Vatican announces first Mass of archbishop who embarrassed Church with marriage

VATICAN CITY - The Zambian archbishop who scandalized the Catholic Church by getting married last year will celebrate next week his first public Mass since returning to the fold, the Vatican said Friday.

Archbishop Emmanuel Milingo will celebrate the Mass on Thursday in L'Abbazia di Casamari, near Frosinone, east of Rome, the Vatican said in a statement.

The Vatican also released videotaped footage Friday showing Milingo arriving two days earlier at his new home in Zagarolo, also near Rome, and blessing a chapel that has been outfitted for his followers.

Milingo embarrassed the Church last year when he married a South Korean acupuncturist, Maria Sung, in a group ceremony by the Rev. Sun Myung Moon.

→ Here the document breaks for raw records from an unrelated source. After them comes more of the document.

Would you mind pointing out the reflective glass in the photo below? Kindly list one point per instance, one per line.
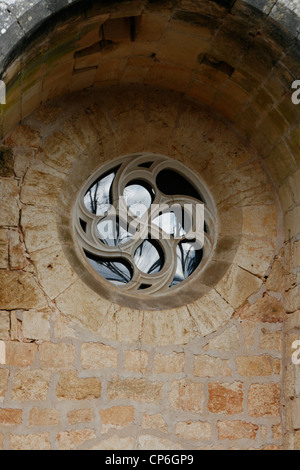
(97, 198)
(118, 272)
(138, 199)
(149, 257)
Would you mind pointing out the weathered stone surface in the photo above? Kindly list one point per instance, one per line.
(115, 442)
(4, 374)
(255, 365)
(70, 440)
(267, 309)
(167, 327)
(56, 355)
(25, 136)
(39, 227)
(44, 417)
(4, 325)
(54, 271)
(195, 430)
(225, 398)
(31, 385)
(20, 290)
(80, 416)
(98, 356)
(3, 249)
(9, 212)
(134, 389)
(264, 400)
(237, 286)
(186, 396)
(30, 441)
(17, 253)
(70, 387)
(271, 340)
(236, 430)
(148, 442)
(207, 366)
(116, 417)
(155, 421)
(36, 325)
(80, 303)
(210, 312)
(168, 364)
(20, 354)
(229, 340)
(136, 361)
(10, 416)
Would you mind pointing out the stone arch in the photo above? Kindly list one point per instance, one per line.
(237, 58)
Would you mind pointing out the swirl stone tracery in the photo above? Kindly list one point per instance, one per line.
(137, 223)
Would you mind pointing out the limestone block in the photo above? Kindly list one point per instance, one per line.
(169, 364)
(39, 227)
(210, 312)
(70, 387)
(36, 325)
(4, 325)
(237, 285)
(116, 417)
(54, 271)
(186, 396)
(225, 398)
(42, 186)
(155, 421)
(31, 385)
(115, 442)
(26, 291)
(194, 430)
(9, 211)
(136, 361)
(20, 354)
(44, 417)
(229, 340)
(70, 440)
(80, 416)
(30, 441)
(167, 327)
(264, 400)
(4, 374)
(148, 442)
(98, 356)
(140, 390)
(236, 430)
(267, 310)
(207, 366)
(56, 355)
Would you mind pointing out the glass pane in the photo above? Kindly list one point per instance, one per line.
(112, 232)
(188, 259)
(170, 223)
(149, 257)
(118, 271)
(172, 183)
(97, 198)
(138, 198)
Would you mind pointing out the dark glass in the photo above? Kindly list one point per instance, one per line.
(118, 271)
(172, 183)
(149, 257)
(189, 256)
(97, 199)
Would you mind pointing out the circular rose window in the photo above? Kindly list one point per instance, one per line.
(145, 225)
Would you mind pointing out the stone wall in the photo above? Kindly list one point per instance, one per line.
(230, 381)
(81, 372)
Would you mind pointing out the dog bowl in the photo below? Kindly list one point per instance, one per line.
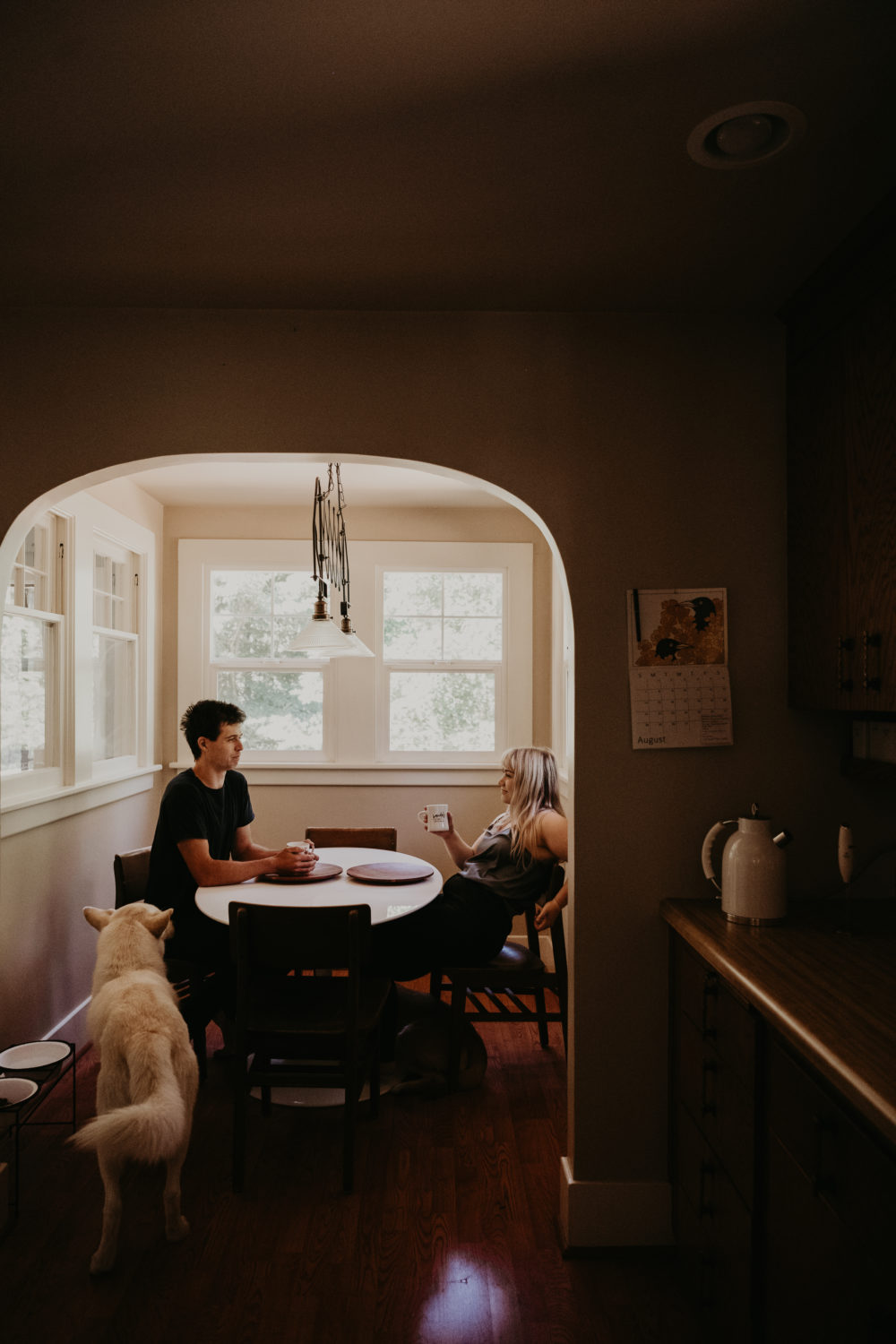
(15, 1090)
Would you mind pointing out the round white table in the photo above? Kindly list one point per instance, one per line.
(386, 902)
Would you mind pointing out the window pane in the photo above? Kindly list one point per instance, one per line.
(473, 594)
(411, 637)
(257, 613)
(113, 698)
(27, 668)
(284, 710)
(443, 616)
(441, 711)
(411, 593)
(30, 581)
(241, 615)
(113, 604)
(478, 637)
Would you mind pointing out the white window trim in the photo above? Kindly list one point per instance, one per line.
(357, 683)
(81, 782)
(22, 789)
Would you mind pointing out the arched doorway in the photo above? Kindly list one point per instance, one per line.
(215, 464)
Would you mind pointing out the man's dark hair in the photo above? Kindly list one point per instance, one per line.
(204, 719)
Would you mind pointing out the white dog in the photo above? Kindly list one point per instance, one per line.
(148, 1073)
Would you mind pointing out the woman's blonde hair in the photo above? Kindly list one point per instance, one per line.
(535, 788)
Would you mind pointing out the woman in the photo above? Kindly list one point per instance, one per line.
(501, 873)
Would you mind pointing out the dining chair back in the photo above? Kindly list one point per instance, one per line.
(492, 992)
(300, 1030)
(191, 978)
(371, 838)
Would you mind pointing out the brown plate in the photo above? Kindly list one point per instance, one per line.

At the time, Milingo said celibacy was poisoning the priesthood and that his marriage would allow God's blessings to be given through his new family.

However, Milingo renounced the union and left his wife after visiting Pope John Paul II — ending a dramatic, weekslong saga that had captivated Italians last summer.

Vatican officials have denied Sung's claims that they held Milingo against his will. The Vatican says he freely went on a yearlong spiritual retreat in Argentina after leaving Sung.

Milingo had caused controversy in the Church long before his marriage, conducting religious ceremonies that troubled some Vatican officials.

He was summoned to Rome in 1983 after resigning from his post as archbishop of Lusaka, Zambia, for performing faith healing and exorcisms. Large crowds of people then flocked to Rome seeking cures from Milingo, and the Vatican removed him from his post there.

In the video released by the Vatican on Friday, Milingo is seen praying in his simple blue chapel, surrounded by priests and nuns and a few friends. At one point, he sings the Ave Maria in an African dialect and at another blesses a hangar-type facility that has been erected on the property to accommodate the crowds that are expected to flock to his services.